Secondo gli uomini dell’ex presidente Saleh (vicini agli houthi), il rinvio è dovuto al mancato rispetto del cessate il fuoco da parte di Riyad. Ma i lealisti di Hadi attaccano: “sono scuse” e assicurano: “il via alle trattative previsto per oggi è posticipato solo di un giorno”
della redazione
Roma, 18 aprile 2016, Nena News – I negoziati di pace in Kuwait tra la coalizione sunnita a guida saudita e i ribelli sciiti houthi che sarebbero dovuti iniziare oggi e che dovrebbero portare alla fine della guerra civile in Yemen iniziano con il piede sbagliato. O meglio, non iniziano affatto. “Non c’è modo di andare in Kuwait se non c’è alcun rispetto del cessate il fuoco” ha protestato stamane un alto dirigente del partito del Congresso generale dell’ex presidente Ali Abdullah Saleh (schierato con i ribelli sciiti houthi). Al momento non si sa ancora quando inizieranno. Due ufficiali yemeniti vicini al governo yemenita (sostenuto da Riyad) hanno detto che le delegazioni arriveranno molto probabilmente domani. “I rappresentanti di Saleh e gli houthi cercano scuse per ritardare il loro arrivo in tempo” hanno detto, non smentendo però la notizia di presunti attacchi della coalizione.

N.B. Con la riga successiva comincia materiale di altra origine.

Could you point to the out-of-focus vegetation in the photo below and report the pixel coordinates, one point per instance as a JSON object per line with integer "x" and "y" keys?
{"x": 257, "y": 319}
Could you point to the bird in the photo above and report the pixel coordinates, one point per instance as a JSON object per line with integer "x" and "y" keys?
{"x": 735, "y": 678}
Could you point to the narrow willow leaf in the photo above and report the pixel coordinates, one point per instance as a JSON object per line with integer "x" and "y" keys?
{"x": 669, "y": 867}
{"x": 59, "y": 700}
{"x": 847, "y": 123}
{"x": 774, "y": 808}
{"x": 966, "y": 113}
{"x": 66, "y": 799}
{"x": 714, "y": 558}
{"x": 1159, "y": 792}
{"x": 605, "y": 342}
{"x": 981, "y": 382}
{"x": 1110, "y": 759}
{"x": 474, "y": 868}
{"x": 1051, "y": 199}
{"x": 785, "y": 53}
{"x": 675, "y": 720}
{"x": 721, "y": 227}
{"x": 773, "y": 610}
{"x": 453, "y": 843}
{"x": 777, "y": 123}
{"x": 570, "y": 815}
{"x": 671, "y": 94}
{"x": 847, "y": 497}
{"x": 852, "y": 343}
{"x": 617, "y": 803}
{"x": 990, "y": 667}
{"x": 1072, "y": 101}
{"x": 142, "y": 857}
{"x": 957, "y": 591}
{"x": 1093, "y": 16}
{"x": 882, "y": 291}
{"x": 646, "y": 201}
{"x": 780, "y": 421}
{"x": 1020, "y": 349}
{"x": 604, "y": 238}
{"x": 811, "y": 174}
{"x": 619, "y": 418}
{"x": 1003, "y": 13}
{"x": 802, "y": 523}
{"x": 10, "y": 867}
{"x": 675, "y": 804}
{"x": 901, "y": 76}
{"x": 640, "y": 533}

Che in Yemen si sia continuato a combattere nonostante “la tregua” lo sanno tutti da tempo. Soprattutto chi continua a vedere i propri cari morire nel silenzio della comunità internazionale. Non diversamente da quanto accade in Siria, anche qui si assiste al fallimento della diplomazia: i precedenti incontri sponsorizzati Onu che hanno avuto luogo a giugno e dicembre si sono conclusi con un nulla di fatto. A pagarne il prezzo è stata soprattutto la popolazione civile: in un anno di conflitto sono state uccise nel Paese 6.200 persone. Di queste, la metà è costituita da civili.

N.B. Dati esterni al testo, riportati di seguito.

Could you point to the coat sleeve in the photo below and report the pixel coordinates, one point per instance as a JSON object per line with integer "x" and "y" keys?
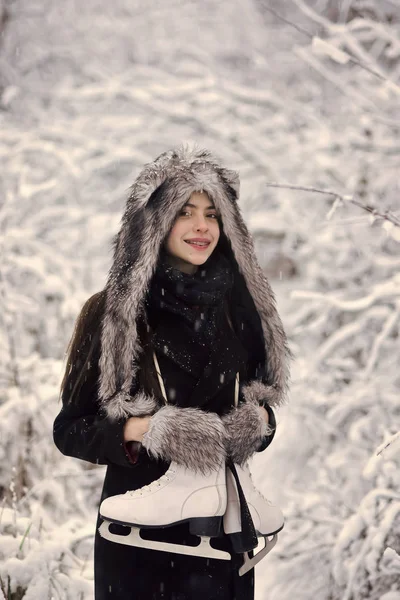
{"x": 82, "y": 430}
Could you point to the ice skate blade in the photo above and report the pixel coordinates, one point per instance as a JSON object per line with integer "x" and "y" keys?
{"x": 203, "y": 550}
{"x": 250, "y": 563}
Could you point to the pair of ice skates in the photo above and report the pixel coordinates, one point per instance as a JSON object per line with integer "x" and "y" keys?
{"x": 206, "y": 501}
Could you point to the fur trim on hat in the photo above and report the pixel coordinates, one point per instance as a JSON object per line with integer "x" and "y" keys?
{"x": 190, "y": 437}
{"x": 245, "y": 429}
{"x": 146, "y": 222}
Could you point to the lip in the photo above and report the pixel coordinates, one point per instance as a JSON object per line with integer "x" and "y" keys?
{"x": 198, "y": 248}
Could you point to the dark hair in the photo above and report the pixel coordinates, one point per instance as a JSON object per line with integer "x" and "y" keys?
{"x": 84, "y": 348}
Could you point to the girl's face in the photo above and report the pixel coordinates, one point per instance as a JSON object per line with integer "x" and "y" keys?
{"x": 194, "y": 234}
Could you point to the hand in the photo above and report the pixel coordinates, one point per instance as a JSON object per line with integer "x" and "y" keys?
{"x": 135, "y": 428}
{"x": 264, "y": 414}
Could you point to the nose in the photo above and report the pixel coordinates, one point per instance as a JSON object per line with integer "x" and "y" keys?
{"x": 201, "y": 223}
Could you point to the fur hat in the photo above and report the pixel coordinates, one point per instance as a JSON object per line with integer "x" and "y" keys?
{"x": 159, "y": 192}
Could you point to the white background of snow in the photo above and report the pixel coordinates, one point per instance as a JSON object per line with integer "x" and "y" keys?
{"x": 89, "y": 92}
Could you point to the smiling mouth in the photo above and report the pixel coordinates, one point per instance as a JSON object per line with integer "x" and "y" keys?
{"x": 198, "y": 244}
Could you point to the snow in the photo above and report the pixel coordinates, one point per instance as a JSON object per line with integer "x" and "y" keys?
{"x": 88, "y": 94}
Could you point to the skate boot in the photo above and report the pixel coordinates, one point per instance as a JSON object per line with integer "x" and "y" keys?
{"x": 180, "y": 495}
{"x": 266, "y": 518}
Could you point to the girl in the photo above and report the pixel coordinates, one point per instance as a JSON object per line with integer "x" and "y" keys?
{"x": 186, "y": 313}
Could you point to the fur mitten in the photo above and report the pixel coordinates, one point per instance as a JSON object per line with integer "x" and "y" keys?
{"x": 245, "y": 426}
{"x": 191, "y": 437}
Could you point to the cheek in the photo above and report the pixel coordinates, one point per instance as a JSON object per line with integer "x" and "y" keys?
{"x": 216, "y": 232}
{"x": 174, "y": 236}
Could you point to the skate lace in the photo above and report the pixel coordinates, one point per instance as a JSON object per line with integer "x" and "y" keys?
{"x": 153, "y": 485}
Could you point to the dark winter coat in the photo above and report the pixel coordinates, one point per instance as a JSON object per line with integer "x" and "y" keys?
{"x": 122, "y": 572}
{"x": 91, "y": 427}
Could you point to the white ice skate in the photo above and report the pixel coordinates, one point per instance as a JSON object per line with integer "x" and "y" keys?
{"x": 180, "y": 495}
{"x": 267, "y": 518}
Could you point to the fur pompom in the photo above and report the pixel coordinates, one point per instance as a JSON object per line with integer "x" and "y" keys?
{"x": 245, "y": 428}
{"x": 122, "y": 405}
{"x": 191, "y": 437}
{"x": 258, "y": 393}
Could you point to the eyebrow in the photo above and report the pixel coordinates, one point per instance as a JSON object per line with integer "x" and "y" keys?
{"x": 194, "y": 206}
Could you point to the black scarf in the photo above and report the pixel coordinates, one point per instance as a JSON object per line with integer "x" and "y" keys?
{"x": 185, "y": 312}
{"x": 197, "y": 298}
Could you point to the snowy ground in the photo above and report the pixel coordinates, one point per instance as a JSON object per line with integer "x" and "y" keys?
{"x": 89, "y": 92}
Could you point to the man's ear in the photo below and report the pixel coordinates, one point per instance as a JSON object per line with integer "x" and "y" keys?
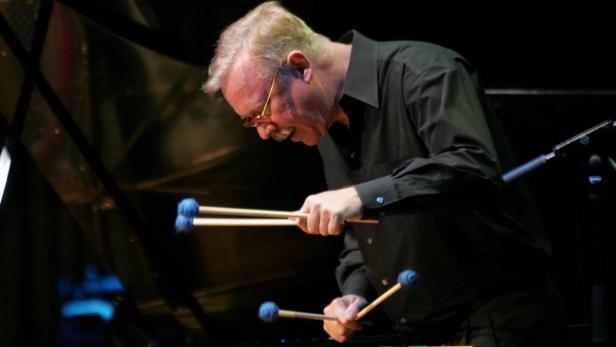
{"x": 298, "y": 62}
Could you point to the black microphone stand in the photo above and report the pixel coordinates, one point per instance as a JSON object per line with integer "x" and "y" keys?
{"x": 599, "y": 331}
{"x": 598, "y": 306}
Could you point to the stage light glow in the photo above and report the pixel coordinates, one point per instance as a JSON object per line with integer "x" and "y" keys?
{"x": 5, "y": 165}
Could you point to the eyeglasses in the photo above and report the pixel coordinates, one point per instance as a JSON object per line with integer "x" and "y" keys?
{"x": 251, "y": 121}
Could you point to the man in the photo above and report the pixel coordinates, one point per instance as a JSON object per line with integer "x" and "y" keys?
{"x": 405, "y": 134}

La crisi umanitaria in cui versa lo Yemen è nei numeri. Secondo le stime delle Nazioni Unite, nel 2016, sarebbero stati raggiunti i 2,8 mln di Internal Displaced People (IDP- Profughi interni), il 54% della popolazione (circa 14 mln di persone tra i quali 8 mln di bambini) non avrebbe accesso al servizio sanitario, il tasso di mortalità infantile sarebbe in continua crescita così come il tasso di emigrazione dal Paese verso l’estero e, in particolare, verso il Corno d’Africa.
E la situazione non può che peggiorare visto che i combattimenti e i raid aerei del blocco sunnita continuano in diverse regioni yemenite. Soprattutto nella città del sud-ovest di Taiz e nell’area di Nehm, a est della capitale. In questa situazione di caos è il ramo yemenita di al-Qa’eda in Yemen (Aqap) che ne sta approfittando avanzando minacciosa nel sud est. Lo stato di elevato pericolo che si vive nel Paese quotidianamente è apparso ancora una volta evidente ieri nei pressi di un check point vicino la città meridionale di Aden: qui un attentatore suicida si è fatto saltare in area uccidendo 4 soldati yemeniti. Finora nessun gruppo ha rivendicato l’attacco, ma viste le modalità con cui l’attentato ha avuto luogo e il target (soldati) non è difficile supporre che si sia tratttato di un’azione compiuta da Aqap o dallo Stato Islamico. L’attentato di ieri fa seguito all’autobomba che venerdì è stata fatta esplodere sempre in città vicino alla residenza del ministro degli Esteri. L’attacco non ha causato vittime.
Sabato, invece, un raid della coalizione sunnita ha ucciso cinque qa’edisti nella capitale Zinjibar della provincia di Abyan (nel sud). I bombardamenti hanno avuto militarmente riscontri positivi: venerdì i lealisti del presidente Hadi (uomo di Riyad) hanno espulso i combattenti di al-Qa’eda ad Huta (nei pressi di Aden) arrestando 49 persone sospettate di essere “jihadiste.”